[strongSwan] SAD and SPD are not deleted properly on getting delete payload from Peer for Ikev2
Anonymous cross
anonymouscross at gmail.com
Tue May 8 21:41:14 CEST 2012
Hi Friends,
We formed a site-site IPSec tunnel between Cisco and Strongswan using
IKEv2
Router1(Ciso) ------------- Router2(Strongswan)
I stopped IPsec service in Cisco and its sending delete payload to
Strongswan. But Strongswan is not deleting the SAD and SPD properly, it
lingers in Kernel.
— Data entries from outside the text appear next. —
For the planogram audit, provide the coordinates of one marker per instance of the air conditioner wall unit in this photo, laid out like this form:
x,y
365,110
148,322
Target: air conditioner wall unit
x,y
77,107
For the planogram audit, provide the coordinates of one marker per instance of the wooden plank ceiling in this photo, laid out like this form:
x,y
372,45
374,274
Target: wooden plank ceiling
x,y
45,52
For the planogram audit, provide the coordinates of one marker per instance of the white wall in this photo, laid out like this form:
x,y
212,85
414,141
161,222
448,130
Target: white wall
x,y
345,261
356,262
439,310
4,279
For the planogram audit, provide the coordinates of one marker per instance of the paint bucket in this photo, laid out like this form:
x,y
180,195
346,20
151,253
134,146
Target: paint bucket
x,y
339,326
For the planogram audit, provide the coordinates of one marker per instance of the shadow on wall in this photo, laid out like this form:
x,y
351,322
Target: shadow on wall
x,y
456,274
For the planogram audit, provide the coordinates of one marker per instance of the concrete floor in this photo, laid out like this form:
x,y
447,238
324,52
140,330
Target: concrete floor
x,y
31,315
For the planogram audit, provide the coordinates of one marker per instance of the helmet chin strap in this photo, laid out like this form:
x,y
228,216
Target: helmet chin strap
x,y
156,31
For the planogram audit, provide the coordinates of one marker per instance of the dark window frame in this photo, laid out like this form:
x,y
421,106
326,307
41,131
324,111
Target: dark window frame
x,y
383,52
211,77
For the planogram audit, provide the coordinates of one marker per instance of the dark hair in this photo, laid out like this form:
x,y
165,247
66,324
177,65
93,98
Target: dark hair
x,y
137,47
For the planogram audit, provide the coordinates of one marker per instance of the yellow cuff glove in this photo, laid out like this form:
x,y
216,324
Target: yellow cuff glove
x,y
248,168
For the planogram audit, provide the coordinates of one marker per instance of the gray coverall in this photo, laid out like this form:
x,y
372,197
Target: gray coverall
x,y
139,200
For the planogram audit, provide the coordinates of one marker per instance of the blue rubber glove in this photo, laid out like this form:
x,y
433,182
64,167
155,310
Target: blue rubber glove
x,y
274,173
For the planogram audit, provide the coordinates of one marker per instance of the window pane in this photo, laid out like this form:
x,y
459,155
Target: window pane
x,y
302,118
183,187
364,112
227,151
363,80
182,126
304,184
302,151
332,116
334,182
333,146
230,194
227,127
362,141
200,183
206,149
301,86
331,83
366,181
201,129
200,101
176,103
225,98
Please help me out on this.
Please find the configurations and logs below
ipsec.conf
___________
config setup
plutostart=yes
plutodebug=all
charonstart=yes
charondebug=all
nat_traversal=yes
crlcheckinterval=10m
strictcrlpolicy=no
conn %default
ikelifetime=15m
keylife=2m
keyingtries=1
conn fqdn_vr
type=tunnel
keyexchange=ikev1
left=172.31.114.227
right=%any
rightsubnet=0.0.0.0/0
rightid=divya at cas.com
auth=esp
authby=secret
pfs=no
rekey=no
auto=add
*Logs*
++++++
*/var/log/messages*
___________
May 9 00:41:53 uxcasxxx charon: 12[CFG] received stroke: add connection
'fqdn_vr'
May 9 00:41:53 uxcasxxx charon: 12[CFG] added configuration 'fqdn_vr'
May 9 00:42:10 uxcasxxx charon: 15[NET] received packet: from
172.31.114.211[500] to 172.31.114.227[500]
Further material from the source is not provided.